If a story is to be told, then something must matter to someone.
In "The Saturn Game," role playing games matter to some central characters.
In "Wings of Victory," it matters where the inhabitants of a newly discovered terrestroid planets are and, in particular, whether the large flyers are intelligent.
In "The Problem of Pain," it matters how someone dies and, beyond that, what God is like.
In "How To Be Ethnic In One Easy Lesson," it matters whether Jim Ching becomes a spaceman and, as one step on the way to this goal, how he satisfies the immediate demands of his counselor.

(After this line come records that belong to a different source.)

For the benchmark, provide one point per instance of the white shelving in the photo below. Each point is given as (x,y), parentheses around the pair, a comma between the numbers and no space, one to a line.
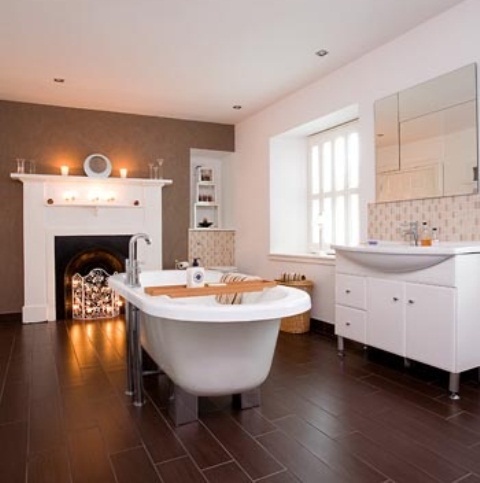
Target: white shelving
(206,207)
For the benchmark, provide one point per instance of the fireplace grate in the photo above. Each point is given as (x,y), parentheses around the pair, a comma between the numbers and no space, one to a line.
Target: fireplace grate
(92,298)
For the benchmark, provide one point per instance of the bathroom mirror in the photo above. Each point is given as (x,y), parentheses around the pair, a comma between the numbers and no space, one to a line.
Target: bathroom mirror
(426,139)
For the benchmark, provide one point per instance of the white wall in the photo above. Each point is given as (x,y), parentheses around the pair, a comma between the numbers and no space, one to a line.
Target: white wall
(445,43)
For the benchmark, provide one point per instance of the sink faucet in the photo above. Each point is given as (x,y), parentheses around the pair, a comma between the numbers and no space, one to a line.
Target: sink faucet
(132,266)
(411,230)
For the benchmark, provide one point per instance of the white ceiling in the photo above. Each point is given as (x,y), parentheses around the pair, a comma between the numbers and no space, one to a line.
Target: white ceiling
(188,59)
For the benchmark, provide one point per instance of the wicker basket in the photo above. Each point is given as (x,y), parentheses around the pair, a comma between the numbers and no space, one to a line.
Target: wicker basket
(297,324)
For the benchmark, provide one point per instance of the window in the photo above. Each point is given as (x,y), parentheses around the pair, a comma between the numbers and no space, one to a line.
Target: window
(333,187)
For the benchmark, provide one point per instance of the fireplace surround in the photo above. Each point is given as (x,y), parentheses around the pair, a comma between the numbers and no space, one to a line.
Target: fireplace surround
(76,206)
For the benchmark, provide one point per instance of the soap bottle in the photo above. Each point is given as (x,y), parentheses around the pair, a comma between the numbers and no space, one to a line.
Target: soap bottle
(425,235)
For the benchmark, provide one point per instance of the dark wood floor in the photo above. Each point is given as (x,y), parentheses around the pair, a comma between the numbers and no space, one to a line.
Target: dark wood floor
(64,417)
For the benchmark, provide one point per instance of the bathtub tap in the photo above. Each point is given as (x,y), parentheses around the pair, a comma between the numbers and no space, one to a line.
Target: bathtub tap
(132,266)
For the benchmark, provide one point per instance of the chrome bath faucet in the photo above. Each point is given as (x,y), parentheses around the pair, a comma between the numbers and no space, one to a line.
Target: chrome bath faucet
(132,266)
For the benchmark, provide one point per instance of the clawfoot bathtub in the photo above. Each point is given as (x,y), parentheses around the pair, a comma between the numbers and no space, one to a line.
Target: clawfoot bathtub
(204,347)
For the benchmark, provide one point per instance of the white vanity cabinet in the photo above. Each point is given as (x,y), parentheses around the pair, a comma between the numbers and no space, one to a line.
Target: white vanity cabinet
(386,315)
(430,325)
(430,315)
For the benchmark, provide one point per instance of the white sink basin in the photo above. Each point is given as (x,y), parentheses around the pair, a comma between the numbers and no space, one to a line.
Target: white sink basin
(399,257)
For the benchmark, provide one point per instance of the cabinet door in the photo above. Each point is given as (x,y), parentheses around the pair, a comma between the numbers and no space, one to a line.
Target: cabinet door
(351,290)
(350,323)
(430,325)
(386,315)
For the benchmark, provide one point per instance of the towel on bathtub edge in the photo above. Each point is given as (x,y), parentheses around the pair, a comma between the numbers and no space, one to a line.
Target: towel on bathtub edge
(233,298)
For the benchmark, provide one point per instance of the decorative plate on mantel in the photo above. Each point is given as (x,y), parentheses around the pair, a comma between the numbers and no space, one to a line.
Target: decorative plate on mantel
(97,166)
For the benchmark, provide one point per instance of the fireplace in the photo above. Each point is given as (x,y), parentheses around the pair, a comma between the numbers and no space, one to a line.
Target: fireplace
(56,207)
(78,256)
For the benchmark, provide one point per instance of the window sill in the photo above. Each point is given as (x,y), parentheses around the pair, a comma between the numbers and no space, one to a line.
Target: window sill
(314,258)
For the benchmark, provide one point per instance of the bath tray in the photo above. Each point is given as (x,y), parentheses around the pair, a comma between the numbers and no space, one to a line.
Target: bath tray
(175,291)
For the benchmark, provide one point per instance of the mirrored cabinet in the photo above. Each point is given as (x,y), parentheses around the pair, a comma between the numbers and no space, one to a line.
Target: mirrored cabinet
(426,139)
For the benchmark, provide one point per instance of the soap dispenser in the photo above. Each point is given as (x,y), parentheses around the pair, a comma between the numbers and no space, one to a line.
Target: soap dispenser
(425,235)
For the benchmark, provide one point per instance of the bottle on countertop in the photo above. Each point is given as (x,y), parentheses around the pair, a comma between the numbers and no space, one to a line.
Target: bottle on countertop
(425,235)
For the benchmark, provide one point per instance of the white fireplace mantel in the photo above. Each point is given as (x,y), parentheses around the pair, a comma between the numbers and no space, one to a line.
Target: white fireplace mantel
(56,205)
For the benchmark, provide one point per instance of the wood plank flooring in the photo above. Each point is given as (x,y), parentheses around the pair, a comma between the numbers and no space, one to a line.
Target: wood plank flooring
(64,417)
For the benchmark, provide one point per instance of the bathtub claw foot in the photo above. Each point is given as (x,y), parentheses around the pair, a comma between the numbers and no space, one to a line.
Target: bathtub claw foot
(248,399)
(182,406)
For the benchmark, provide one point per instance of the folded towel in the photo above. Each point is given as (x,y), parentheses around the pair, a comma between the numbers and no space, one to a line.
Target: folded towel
(292,277)
(233,298)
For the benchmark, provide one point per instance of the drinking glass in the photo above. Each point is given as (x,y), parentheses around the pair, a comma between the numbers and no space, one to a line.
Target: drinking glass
(20,165)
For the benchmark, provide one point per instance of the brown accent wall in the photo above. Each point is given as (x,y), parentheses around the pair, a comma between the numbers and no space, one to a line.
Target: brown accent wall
(56,135)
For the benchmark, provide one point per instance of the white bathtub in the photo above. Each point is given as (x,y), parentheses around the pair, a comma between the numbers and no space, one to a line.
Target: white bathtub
(206,348)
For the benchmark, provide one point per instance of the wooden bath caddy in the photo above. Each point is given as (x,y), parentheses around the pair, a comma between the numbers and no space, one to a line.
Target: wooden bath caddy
(175,291)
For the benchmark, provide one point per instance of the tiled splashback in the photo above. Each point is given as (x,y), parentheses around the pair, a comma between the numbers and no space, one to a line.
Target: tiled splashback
(213,247)
(456,217)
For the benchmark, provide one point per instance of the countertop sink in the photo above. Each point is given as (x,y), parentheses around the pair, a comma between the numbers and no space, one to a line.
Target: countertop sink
(400,257)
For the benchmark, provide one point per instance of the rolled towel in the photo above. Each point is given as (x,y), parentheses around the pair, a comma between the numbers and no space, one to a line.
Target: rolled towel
(233,298)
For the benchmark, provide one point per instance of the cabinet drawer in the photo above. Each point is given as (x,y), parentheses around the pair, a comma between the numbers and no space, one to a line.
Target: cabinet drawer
(350,323)
(351,290)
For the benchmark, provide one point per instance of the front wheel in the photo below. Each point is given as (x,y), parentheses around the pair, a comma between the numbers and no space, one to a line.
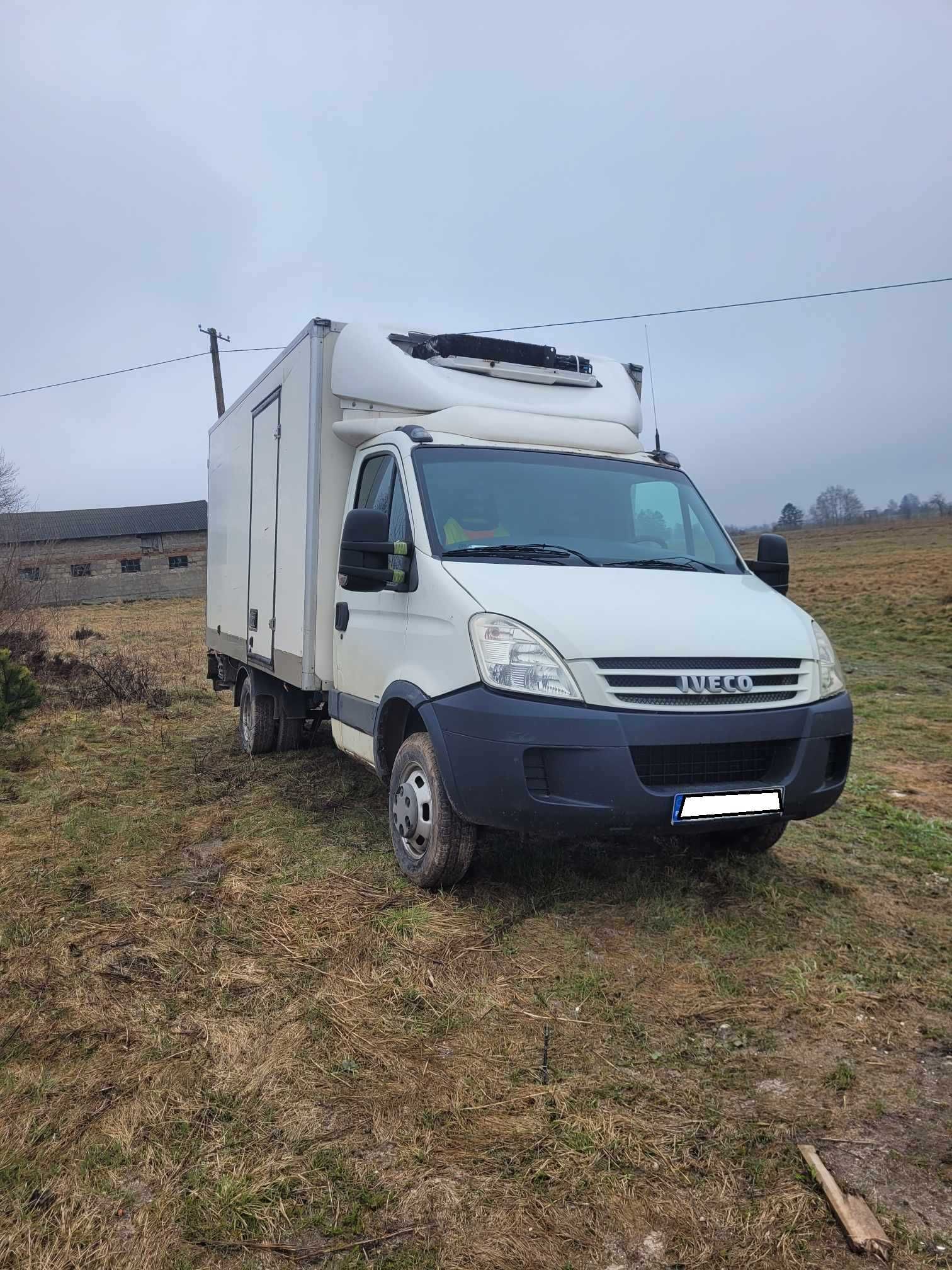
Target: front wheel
(752,841)
(432,844)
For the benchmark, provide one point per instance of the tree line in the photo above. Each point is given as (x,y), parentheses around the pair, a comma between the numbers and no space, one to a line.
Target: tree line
(841,506)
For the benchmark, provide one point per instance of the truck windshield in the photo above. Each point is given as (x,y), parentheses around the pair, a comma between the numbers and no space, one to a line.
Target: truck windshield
(535,507)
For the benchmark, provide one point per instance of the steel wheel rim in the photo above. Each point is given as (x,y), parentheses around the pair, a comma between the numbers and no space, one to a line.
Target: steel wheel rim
(412,812)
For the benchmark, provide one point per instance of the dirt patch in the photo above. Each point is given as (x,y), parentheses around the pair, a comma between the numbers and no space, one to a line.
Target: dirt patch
(903,1160)
(924,787)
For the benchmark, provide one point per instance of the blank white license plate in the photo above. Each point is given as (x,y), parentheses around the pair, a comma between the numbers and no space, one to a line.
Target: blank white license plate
(715,807)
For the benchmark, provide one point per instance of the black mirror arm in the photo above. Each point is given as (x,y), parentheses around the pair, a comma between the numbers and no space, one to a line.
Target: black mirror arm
(383,576)
(405,549)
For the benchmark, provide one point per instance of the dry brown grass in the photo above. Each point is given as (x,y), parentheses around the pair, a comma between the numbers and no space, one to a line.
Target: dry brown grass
(226,1020)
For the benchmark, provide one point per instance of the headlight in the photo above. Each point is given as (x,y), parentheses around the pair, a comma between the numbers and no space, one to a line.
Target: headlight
(514,658)
(832,680)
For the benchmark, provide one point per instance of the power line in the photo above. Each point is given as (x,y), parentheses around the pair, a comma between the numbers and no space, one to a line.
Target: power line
(707,309)
(145,366)
(541,326)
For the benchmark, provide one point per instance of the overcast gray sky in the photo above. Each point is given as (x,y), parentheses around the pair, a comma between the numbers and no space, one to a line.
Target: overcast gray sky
(253,166)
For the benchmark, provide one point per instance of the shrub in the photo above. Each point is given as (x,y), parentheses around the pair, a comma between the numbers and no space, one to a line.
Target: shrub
(18,691)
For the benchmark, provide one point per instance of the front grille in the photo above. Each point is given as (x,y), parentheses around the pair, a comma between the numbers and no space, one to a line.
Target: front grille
(696,701)
(671,681)
(683,766)
(694,663)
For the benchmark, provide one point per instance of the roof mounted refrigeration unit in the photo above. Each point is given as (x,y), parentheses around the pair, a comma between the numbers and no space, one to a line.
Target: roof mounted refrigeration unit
(507,360)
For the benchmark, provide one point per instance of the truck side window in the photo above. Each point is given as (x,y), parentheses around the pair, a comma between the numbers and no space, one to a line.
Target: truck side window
(381,489)
(376,483)
(399,522)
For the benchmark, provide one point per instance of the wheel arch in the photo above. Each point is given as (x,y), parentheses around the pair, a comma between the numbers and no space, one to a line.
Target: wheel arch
(403,710)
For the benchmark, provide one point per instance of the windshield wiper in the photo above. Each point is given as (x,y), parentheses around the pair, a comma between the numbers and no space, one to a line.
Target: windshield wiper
(527,550)
(663,563)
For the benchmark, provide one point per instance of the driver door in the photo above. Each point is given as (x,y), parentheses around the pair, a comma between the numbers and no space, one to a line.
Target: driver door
(370,632)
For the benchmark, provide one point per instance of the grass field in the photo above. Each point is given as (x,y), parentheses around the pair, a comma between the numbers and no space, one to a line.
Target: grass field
(227,1022)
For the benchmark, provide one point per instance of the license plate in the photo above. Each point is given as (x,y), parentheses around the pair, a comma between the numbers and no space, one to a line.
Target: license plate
(717,807)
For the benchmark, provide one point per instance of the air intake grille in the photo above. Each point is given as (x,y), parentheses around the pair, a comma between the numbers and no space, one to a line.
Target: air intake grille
(536,775)
(684,766)
(696,701)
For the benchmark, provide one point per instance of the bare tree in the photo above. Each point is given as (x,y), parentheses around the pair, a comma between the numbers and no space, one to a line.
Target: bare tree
(22,582)
(12,493)
(837,506)
(791,517)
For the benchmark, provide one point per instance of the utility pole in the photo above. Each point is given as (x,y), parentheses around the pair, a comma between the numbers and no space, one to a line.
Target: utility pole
(213,337)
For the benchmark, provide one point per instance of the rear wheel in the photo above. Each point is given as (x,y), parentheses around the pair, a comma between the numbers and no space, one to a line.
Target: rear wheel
(256,721)
(432,844)
(752,841)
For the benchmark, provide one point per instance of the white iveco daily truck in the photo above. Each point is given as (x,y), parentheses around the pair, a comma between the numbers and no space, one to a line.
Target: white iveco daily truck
(458,551)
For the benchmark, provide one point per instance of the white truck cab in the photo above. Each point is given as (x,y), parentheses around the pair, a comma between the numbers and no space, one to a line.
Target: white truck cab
(458,551)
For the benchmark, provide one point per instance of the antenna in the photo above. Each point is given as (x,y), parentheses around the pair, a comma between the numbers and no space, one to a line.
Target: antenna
(652,381)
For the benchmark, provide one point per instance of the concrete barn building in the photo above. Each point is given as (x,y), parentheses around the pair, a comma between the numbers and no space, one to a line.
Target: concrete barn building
(112,552)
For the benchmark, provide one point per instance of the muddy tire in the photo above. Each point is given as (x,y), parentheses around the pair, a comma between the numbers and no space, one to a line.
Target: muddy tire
(256,721)
(752,841)
(432,844)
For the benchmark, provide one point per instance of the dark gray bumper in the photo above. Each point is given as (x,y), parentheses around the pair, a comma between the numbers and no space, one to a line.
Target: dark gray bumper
(517,764)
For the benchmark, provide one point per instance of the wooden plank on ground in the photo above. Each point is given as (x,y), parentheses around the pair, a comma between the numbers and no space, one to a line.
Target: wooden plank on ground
(863,1231)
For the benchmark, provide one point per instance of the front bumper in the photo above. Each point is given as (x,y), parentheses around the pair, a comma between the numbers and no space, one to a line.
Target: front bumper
(540,766)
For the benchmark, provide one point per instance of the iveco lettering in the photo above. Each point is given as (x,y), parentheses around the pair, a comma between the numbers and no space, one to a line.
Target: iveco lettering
(715,684)
(457,551)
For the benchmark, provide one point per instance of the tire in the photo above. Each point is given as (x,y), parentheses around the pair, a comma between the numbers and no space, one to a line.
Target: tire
(753,841)
(290,733)
(432,844)
(256,721)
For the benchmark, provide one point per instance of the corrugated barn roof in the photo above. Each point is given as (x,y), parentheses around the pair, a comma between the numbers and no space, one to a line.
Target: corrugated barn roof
(105,522)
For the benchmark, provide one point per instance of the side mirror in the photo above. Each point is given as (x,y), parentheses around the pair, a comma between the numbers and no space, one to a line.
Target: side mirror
(772,564)
(365,552)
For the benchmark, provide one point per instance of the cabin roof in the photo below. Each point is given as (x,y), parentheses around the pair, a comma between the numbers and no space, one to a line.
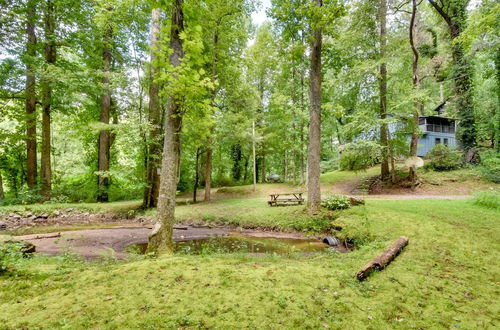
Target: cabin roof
(440,117)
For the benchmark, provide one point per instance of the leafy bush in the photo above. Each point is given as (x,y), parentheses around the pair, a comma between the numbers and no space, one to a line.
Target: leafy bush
(337,202)
(490,165)
(489,199)
(442,158)
(360,155)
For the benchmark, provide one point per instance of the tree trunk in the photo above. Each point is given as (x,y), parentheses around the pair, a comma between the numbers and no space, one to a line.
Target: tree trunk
(104,142)
(313,168)
(31,154)
(254,158)
(2,195)
(384,131)
(455,16)
(285,166)
(208,163)
(160,240)
(196,175)
(208,173)
(263,168)
(302,126)
(151,190)
(384,259)
(50,59)
(417,105)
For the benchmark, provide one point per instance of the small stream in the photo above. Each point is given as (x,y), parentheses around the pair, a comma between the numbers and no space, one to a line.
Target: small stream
(241,244)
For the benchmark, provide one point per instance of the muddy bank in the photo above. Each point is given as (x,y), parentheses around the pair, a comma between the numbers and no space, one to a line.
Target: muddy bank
(13,221)
(114,242)
(95,243)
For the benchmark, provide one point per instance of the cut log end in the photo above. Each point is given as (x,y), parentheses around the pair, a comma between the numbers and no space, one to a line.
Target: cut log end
(384,259)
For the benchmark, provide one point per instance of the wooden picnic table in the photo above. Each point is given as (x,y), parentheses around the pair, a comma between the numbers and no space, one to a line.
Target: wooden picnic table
(284,199)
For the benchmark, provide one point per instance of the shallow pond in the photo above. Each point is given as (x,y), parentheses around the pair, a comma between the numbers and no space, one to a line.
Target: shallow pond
(241,244)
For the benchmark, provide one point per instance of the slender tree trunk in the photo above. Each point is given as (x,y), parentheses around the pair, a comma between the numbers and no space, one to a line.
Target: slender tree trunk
(417,105)
(208,173)
(263,168)
(151,190)
(313,168)
(31,154)
(254,158)
(104,142)
(2,195)
(208,163)
(160,239)
(50,59)
(285,166)
(384,131)
(496,125)
(302,125)
(196,175)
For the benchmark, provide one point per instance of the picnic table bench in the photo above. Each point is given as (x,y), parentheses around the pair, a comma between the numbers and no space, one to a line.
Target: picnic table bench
(285,199)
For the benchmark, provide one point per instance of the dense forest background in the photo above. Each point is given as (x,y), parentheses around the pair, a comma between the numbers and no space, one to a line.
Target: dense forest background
(85,85)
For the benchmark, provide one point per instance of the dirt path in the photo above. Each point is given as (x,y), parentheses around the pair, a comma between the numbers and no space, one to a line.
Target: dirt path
(412,197)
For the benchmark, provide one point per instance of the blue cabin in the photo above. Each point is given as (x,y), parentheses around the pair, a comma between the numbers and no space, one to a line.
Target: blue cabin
(436,130)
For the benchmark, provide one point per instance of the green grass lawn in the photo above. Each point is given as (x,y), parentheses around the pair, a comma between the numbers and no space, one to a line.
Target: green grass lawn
(334,177)
(447,277)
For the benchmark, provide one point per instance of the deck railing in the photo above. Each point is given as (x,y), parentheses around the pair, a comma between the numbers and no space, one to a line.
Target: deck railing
(440,128)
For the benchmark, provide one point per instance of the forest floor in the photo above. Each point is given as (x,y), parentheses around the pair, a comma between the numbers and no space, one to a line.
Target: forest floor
(446,277)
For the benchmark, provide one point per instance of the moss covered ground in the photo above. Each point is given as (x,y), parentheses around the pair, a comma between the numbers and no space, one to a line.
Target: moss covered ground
(448,277)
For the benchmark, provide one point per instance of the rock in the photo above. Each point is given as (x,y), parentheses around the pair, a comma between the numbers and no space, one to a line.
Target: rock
(26,247)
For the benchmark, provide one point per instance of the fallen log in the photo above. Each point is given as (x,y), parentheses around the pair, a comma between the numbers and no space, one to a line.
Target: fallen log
(38,236)
(384,259)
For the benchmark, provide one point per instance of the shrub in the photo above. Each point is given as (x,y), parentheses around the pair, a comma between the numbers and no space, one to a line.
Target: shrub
(490,165)
(337,202)
(442,158)
(360,155)
(489,199)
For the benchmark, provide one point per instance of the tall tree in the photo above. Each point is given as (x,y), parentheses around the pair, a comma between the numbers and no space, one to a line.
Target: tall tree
(160,239)
(454,14)
(384,131)
(314,151)
(2,195)
(104,142)
(151,190)
(417,105)
(50,59)
(31,155)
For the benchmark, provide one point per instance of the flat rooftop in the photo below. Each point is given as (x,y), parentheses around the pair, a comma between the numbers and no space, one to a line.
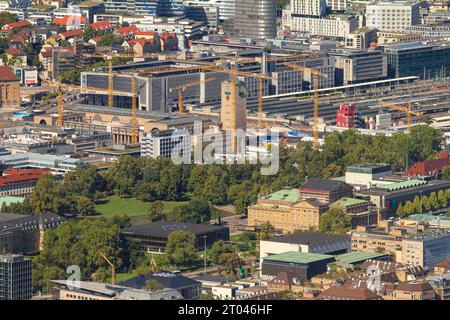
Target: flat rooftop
(298,257)
(359,257)
(164,228)
(349,202)
(284,195)
(311,238)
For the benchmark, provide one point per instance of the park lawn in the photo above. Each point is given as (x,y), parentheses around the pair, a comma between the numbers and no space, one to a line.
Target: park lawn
(111,206)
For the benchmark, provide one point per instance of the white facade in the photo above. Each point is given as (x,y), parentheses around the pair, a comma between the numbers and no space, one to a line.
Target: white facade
(166,143)
(392,16)
(316,8)
(337,5)
(332,26)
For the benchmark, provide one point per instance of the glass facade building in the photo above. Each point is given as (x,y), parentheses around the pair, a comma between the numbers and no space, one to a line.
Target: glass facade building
(417,59)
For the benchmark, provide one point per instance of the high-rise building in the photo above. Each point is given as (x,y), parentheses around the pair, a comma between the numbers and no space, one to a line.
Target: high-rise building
(145,7)
(309,8)
(393,16)
(233,112)
(255,19)
(15,277)
(354,66)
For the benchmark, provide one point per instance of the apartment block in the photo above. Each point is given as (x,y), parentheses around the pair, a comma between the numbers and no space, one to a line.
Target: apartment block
(392,15)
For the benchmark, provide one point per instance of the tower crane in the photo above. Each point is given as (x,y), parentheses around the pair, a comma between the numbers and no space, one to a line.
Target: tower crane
(316,75)
(407,109)
(113,269)
(183,87)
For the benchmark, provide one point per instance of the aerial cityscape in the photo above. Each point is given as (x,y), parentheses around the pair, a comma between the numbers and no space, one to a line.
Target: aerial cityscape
(225,150)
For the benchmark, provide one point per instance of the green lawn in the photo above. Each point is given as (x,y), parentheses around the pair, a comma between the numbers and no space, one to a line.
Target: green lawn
(111,206)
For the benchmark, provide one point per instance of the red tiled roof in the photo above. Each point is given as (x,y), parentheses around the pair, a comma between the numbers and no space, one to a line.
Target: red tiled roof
(443,264)
(348,293)
(15,52)
(145,33)
(68,20)
(429,167)
(72,33)
(101,25)
(6,74)
(21,175)
(126,31)
(14,25)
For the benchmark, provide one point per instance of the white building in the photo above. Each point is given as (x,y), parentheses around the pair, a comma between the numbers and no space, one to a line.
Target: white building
(338,5)
(166,143)
(337,26)
(315,8)
(392,16)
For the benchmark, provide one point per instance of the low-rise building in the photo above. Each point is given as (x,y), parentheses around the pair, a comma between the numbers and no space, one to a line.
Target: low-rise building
(301,265)
(20,182)
(189,288)
(153,236)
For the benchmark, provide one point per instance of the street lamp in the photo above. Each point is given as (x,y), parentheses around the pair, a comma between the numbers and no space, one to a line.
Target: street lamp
(204,238)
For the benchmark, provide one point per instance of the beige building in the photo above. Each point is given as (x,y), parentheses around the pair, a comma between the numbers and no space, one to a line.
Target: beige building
(286,211)
(9,89)
(233,114)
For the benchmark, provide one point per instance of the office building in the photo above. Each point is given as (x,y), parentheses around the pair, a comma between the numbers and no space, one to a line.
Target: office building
(426,249)
(307,242)
(356,66)
(389,196)
(189,289)
(255,19)
(426,61)
(360,38)
(88,290)
(393,15)
(20,182)
(15,277)
(153,236)
(166,143)
(334,26)
(286,211)
(23,233)
(309,8)
(233,111)
(301,265)
(325,190)
(362,175)
(9,88)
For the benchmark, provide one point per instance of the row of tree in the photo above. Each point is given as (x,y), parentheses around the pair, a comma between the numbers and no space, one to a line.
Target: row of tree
(425,204)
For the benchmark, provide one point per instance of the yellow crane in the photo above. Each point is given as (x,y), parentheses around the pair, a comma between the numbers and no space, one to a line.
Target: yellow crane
(316,75)
(407,109)
(113,269)
(183,87)
(60,87)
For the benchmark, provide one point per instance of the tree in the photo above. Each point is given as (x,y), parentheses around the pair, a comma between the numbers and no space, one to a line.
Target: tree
(85,206)
(153,285)
(266,231)
(45,191)
(442,199)
(445,173)
(79,243)
(181,248)
(400,210)
(207,296)
(111,40)
(231,262)
(217,249)
(155,211)
(335,221)
(426,204)
(434,201)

In "Margin of Profit," it matters whether Nicholas van Rijn makes a profit and also how he does it. Some means are morally unacceptable to van Rijn but not to everyone which, eventually, will be a problem in the Polesotechnic League.
The practical problems are decisively solved; the psychological and philosophical problems less so.
1 comment:
Kaor, Paul!
And I hope you will read Robert Zubrin's book THE CASE FOR SPACE, mot only because of his arguments advocating a REAL space program, but because what he says about environmental problems makes more sense than what I've seen almost anywhere else.
I know role playing games fascinates many, but I've never got "into" them. Not that easy for me to pretend to be other than what I really am.
And I've expressed my disagreements with Ythrian views.
If enough people in Old Nick's "way of life" had shared his sense of ethics, then the Polesotechnic League would not have been mortally wounded in MIRKHEIM.